"Lecturers who really care about their students' learning provide feedback."
In interviews with UTS undergraduates about feedback, students made the following comments:
- It as a misconception that they are only doing courses to pass assignments. They are enrolled in their subjects to learn
- The stress of the high workload was only worth it if it resulted in higher quality learning.
- They saw that the effort that they put into their projects is not reciprocated in the quality of the feedback they received from the lecturers.
- Students expect to be able to experiment but also to have their ideas challenged and tested
- Feedback helps students to improve and prevent them from making the same mistakes again.
- Feedback is useless if it comes back too late in the session. Students sometimes wait on the feedback before they feel capable of going onto the next bit.
- Grades do not equal feedback. Examinations are usually a summative form of assessment and therefore not used for feedback. Students who attempt to learn from their examinations are often frustrated that they cannot get copies of their exam papers.
- The quality of the feedback is the same as the quality of teaching. Only the lecturers who really care about their learning provide feedback.
- Poor quality feedback also reflects poorly on the University. It gives the impression of overcrowded classes, a lack of personal help and encourages cheating
- Students expect more feedback now they increasingly having to fund their own education.

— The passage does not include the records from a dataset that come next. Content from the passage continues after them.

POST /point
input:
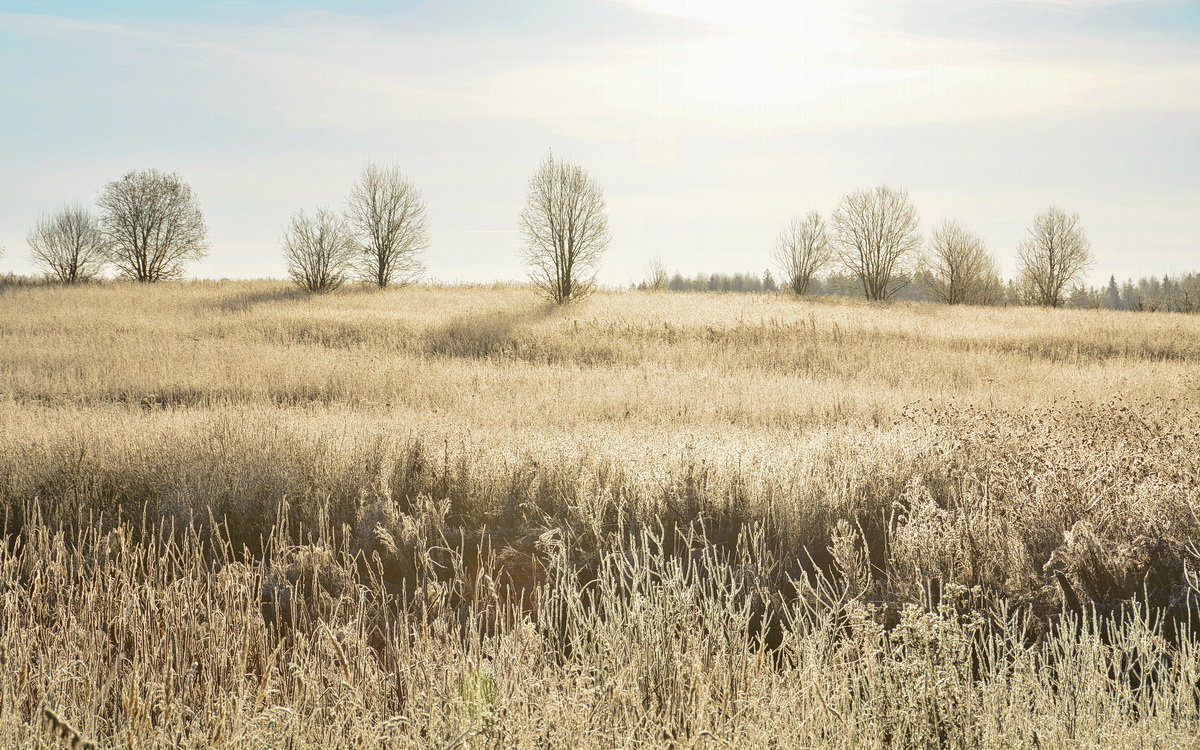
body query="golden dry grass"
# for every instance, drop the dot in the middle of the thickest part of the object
(241, 516)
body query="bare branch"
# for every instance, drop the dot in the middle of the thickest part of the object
(802, 250)
(877, 239)
(153, 225)
(960, 270)
(565, 228)
(388, 217)
(321, 250)
(69, 245)
(1055, 255)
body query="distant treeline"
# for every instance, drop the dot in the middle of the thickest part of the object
(1180, 293)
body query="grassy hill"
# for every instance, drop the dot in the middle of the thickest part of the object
(444, 515)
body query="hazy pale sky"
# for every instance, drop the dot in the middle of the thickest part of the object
(708, 124)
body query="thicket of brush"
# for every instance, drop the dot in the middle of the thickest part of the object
(989, 543)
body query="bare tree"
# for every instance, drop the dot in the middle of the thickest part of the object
(1055, 255)
(565, 229)
(69, 245)
(388, 216)
(153, 225)
(877, 239)
(802, 250)
(655, 275)
(960, 270)
(321, 250)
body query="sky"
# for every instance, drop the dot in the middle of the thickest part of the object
(708, 124)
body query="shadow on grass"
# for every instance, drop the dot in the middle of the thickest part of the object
(483, 335)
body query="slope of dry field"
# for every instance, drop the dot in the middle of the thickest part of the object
(453, 516)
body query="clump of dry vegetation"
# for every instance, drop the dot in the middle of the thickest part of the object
(238, 516)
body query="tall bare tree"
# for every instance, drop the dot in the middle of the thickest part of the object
(876, 233)
(388, 216)
(565, 228)
(69, 245)
(655, 275)
(153, 225)
(960, 270)
(1054, 255)
(802, 250)
(321, 250)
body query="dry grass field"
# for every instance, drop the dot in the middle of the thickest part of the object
(239, 516)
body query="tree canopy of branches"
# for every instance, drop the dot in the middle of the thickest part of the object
(321, 250)
(802, 250)
(960, 270)
(1054, 255)
(153, 225)
(388, 217)
(565, 228)
(655, 275)
(69, 245)
(877, 239)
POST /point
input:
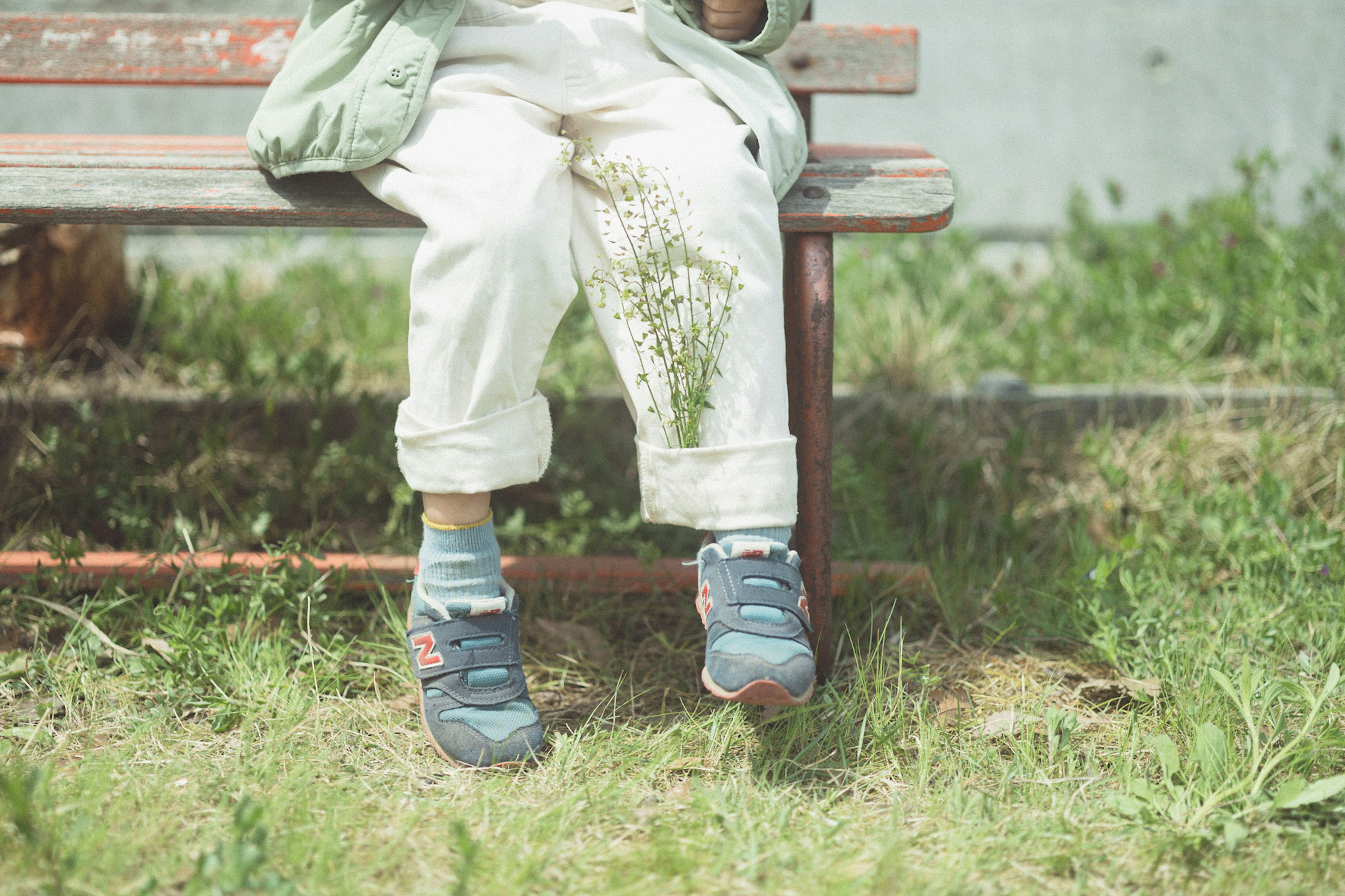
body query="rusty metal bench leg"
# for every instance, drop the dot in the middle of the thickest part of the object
(809, 325)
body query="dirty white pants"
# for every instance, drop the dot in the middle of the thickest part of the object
(509, 222)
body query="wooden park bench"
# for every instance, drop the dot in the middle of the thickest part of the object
(212, 181)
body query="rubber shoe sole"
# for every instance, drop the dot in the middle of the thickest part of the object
(446, 757)
(762, 692)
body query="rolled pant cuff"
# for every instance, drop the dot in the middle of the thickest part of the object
(727, 487)
(506, 449)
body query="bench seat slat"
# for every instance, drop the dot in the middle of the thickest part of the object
(221, 50)
(212, 181)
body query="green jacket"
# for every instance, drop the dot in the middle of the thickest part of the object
(358, 72)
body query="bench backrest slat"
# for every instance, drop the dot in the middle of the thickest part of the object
(228, 50)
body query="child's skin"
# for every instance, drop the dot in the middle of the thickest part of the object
(722, 19)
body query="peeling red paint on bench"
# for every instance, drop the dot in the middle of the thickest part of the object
(370, 572)
(212, 181)
(221, 50)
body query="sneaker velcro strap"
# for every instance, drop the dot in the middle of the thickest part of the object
(727, 579)
(437, 649)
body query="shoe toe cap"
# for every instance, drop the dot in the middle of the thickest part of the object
(735, 672)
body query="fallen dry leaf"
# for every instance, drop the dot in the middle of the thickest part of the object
(678, 793)
(954, 704)
(159, 646)
(1118, 691)
(704, 763)
(1007, 722)
(570, 638)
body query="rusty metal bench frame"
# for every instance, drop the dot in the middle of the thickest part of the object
(210, 181)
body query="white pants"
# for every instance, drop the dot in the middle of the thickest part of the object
(509, 227)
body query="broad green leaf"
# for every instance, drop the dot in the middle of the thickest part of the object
(1234, 835)
(1333, 679)
(1288, 792)
(1316, 793)
(1222, 680)
(1168, 755)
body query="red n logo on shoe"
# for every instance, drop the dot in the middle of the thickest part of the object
(428, 657)
(704, 603)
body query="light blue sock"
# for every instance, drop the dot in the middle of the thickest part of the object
(779, 535)
(775, 650)
(459, 563)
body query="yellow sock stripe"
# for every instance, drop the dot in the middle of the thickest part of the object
(454, 527)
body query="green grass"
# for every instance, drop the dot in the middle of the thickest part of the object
(261, 739)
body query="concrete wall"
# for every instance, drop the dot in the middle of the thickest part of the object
(1027, 97)
(1023, 97)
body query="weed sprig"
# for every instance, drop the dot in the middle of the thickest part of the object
(672, 297)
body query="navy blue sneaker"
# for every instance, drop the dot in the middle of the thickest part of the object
(474, 696)
(757, 617)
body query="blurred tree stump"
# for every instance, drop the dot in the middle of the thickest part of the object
(60, 283)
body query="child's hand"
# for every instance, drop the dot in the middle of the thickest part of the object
(731, 19)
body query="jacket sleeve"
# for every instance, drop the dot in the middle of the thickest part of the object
(781, 18)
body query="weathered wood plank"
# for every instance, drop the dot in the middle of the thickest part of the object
(230, 50)
(830, 58)
(123, 151)
(210, 181)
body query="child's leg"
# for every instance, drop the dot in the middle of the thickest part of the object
(491, 279)
(742, 482)
(744, 474)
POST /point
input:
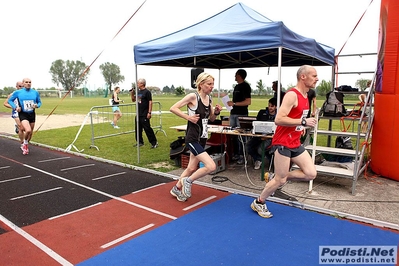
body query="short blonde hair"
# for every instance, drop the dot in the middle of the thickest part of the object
(201, 78)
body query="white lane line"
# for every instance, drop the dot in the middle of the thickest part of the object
(199, 203)
(148, 188)
(77, 167)
(106, 176)
(103, 193)
(35, 242)
(36, 193)
(13, 179)
(78, 210)
(127, 236)
(54, 159)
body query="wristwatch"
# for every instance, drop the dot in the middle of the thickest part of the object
(303, 122)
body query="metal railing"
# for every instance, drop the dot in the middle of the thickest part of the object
(101, 122)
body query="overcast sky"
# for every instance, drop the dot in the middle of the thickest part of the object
(36, 33)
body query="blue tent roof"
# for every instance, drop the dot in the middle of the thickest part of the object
(237, 37)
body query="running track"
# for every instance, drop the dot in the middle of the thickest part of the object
(58, 208)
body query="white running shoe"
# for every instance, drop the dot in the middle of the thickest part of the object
(178, 194)
(186, 187)
(261, 209)
(25, 149)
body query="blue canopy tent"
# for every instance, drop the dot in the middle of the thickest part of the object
(237, 37)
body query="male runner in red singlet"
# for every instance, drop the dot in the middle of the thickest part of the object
(291, 120)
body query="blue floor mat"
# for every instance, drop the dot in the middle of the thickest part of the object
(228, 232)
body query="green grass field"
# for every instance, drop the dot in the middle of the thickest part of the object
(120, 148)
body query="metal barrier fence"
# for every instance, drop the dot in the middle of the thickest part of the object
(101, 118)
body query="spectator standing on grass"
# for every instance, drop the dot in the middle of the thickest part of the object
(290, 120)
(240, 102)
(115, 107)
(144, 103)
(254, 144)
(199, 106)
(29, 100)
(14, 114)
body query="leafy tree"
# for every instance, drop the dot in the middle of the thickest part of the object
(261, 87)
(69, 74)
(166, 89)
(180, 91)
(324, 88)
(112, 74)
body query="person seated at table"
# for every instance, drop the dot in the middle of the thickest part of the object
(255, 143)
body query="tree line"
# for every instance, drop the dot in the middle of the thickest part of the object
(71, 74)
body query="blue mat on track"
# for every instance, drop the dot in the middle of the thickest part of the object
(228, 232)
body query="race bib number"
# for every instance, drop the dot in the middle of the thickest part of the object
(204, 128)
(28, 105)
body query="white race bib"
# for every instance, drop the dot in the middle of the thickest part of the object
(28, 105)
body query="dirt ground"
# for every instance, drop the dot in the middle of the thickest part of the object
(44, 122)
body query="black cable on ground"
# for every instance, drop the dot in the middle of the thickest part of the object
(220, 179)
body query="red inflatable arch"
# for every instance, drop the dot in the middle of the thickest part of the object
(385, 143)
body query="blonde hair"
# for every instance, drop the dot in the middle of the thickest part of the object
(303, 70)
(201, 78)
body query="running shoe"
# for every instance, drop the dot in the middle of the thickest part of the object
(186, 187)
(257, 165)
(261, 209)
(140, 144)
(25, 149)
(178, 194)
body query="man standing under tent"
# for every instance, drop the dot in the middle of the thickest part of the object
(240, 102)
(144, 102)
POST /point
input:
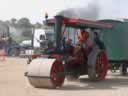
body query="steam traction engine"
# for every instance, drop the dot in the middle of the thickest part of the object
(51, 68)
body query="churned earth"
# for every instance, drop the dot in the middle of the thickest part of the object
(14, 83)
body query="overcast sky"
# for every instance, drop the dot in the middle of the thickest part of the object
(35, 9)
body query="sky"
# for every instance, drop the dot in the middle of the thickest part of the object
(35, 9)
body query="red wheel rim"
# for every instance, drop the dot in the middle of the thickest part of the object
(101, 65)
(56, 79)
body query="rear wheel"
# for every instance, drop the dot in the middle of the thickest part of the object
(97, 65)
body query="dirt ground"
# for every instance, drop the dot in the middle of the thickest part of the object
(14, 83)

These are questions of accountability and transparency.
- Students argue that there should be two stages of submission of assignments so they can receive formative feedback and improve their assignments
For students, high quality feedback consists of following three things:
1. A clear criteria against which to judge the comments.
“The whole feedback is based on spelling and grammar, and not just that; there's the style, he'll even criticise the size of the font you use”
2. Comments that are detailed and related to specific aspects of their work. We're given verbal feedback during a tutorial, but often it's quite general and doesn't always apply to you
“The best feedback is where you get written comments and they are written alongside the actual bit of your assignment that they’re commenting on.”
3. Comments are improvement focussed.
“Feedback is very good as it doesn’t just lead you on by letting you know what you’ve done right or wrong, but it also makes you think of ways to solve future problems.”